For the simple test program the fuzzing process terminates in a few seconds, but for more realistic programs of interest like a browser (or the libPNG library) the process can take hours or even days to find some interesting case of failure. This is primarily due to problem of path explosion as mentioned earlier. If we want to see the time taken to execute each path condition we need to install bokeh a Python-based framework for data visualization and just use plotfuzz.py test
. It will launch the browser and show a running plot of the time taken to solve each formula and the time taken for path exploration (generating new formula).
The green line is the time taken in solving the constraint while the blue line shows the time taken in generating new constraints. As is clear from the graph, the time taken to generate new constraints is much larger than the time taken by the external solver (in this case STP) to solve them. I gave a talk on "Visualizing Symbolic Execution with Bokeh" at PyData Singapore earlier this year on this topic.

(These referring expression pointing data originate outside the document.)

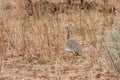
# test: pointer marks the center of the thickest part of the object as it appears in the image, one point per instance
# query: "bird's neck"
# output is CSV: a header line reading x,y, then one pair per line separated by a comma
x,y
68,34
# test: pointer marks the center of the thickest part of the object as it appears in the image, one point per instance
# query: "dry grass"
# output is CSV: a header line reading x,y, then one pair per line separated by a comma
x,y
32,48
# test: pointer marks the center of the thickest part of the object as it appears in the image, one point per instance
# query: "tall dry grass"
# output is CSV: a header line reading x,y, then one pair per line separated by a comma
x,y
43,38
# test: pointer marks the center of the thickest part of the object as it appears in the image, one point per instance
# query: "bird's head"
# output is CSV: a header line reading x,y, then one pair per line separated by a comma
x,y
67,28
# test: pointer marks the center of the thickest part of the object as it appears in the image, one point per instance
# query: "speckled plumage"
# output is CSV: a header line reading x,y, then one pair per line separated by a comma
x,y
72,45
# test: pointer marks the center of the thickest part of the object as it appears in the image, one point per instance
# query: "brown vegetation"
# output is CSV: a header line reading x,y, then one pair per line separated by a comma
x,y
32,40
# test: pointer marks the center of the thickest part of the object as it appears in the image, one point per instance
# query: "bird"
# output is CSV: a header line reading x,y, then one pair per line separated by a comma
x,y
72,45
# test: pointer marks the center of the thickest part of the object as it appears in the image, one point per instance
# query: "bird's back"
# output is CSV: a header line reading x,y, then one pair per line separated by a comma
x,y
73,46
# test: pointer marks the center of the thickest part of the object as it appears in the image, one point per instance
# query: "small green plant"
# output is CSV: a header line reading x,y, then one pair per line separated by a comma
x,y
111,49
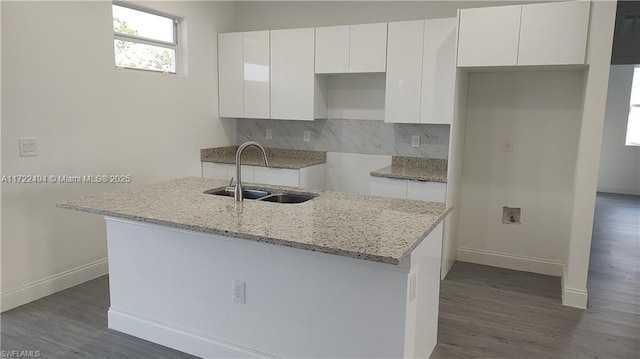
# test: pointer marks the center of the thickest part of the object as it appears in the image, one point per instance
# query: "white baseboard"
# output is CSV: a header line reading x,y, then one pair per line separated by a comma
x,y
179,339
55,283
510,261
631,191
572,297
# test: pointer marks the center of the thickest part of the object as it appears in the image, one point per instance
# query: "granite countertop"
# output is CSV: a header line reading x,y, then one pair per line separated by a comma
x,y
279,158
415,168
371,228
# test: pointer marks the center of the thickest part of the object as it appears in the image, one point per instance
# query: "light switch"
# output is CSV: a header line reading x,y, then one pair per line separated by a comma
x,y
28,146
507,145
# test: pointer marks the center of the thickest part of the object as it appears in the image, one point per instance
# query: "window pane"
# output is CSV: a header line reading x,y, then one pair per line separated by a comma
x,y
146,57
139,23
635,87
633,127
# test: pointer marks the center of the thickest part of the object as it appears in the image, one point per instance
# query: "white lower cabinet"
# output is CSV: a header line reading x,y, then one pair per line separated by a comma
x,y
408,189
312,177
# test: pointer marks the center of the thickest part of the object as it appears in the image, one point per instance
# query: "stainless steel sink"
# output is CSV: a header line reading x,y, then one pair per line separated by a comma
x,y
288,198
263,195
248,193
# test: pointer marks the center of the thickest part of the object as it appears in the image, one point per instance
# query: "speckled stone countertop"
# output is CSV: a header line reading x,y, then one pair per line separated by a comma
x,y
371,228
415,168
280,158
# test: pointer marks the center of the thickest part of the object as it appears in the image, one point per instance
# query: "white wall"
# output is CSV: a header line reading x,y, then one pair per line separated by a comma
x,y
619,164
261,15
60,86
576,270
540,112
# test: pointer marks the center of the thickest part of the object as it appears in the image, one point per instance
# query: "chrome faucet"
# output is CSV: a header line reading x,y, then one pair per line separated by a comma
x,y
237,191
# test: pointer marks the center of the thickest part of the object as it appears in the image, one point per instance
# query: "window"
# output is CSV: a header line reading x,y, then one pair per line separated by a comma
x,y
144,40
633,126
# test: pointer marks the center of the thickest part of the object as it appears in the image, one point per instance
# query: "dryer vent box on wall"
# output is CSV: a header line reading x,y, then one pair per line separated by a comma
x,y
511,215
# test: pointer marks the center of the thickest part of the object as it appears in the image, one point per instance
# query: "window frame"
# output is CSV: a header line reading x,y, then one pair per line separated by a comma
x,y
147,41
633,104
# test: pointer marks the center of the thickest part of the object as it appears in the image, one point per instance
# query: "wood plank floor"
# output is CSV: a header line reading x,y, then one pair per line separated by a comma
x,y
485,312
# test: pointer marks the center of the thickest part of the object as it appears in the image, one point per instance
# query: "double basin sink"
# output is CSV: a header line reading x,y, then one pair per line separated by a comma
x,y
264,195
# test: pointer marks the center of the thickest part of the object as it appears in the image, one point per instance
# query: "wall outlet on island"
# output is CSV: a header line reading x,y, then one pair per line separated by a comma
x,y
415,141
238,291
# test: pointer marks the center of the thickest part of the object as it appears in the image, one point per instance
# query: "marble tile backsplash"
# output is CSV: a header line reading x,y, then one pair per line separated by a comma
x,y
352,136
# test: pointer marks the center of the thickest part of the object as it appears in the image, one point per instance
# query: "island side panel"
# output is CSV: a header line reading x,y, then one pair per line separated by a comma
x,y
421,334
173,287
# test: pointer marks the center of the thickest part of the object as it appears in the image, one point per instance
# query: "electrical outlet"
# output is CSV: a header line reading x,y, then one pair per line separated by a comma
x,y
510,215
507,145
28,146
238,291
415,141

The slides of the presentation contain more examples on how to visualize some of the issues with path explosion in symbolic execution. For instance, if we implement the path exploration of loops in a naive way we will have lots of paths which are similar to each other that represent the unwinding of the loop. The following scatter plot shows what this looks like.
The size of the dot in the plot depicts the similarity (larger is more similar). All the dots from number 1 to 40 are very similar to each other and represent paths that are not interesting as they come by exploring loop unwinding. Techniques to address such limitations of symbolic execution are beyond the scope of this article and are a topic of active research in this area. With that we have come to the end of this article, more details about how to optimize path exploration with pathgrind can be found in the paper on Exploiting undefined behaviors for efficient symbolic execution. In addition, to learn more about the path conditions, differences between various symbolic execution engines and solvers you can check out the following paper on An Empirical Study of Path Feasibility Queries. If you run into any issues running Pathgrind feel free to submit an issue on the GitHub repo or send in your pull request.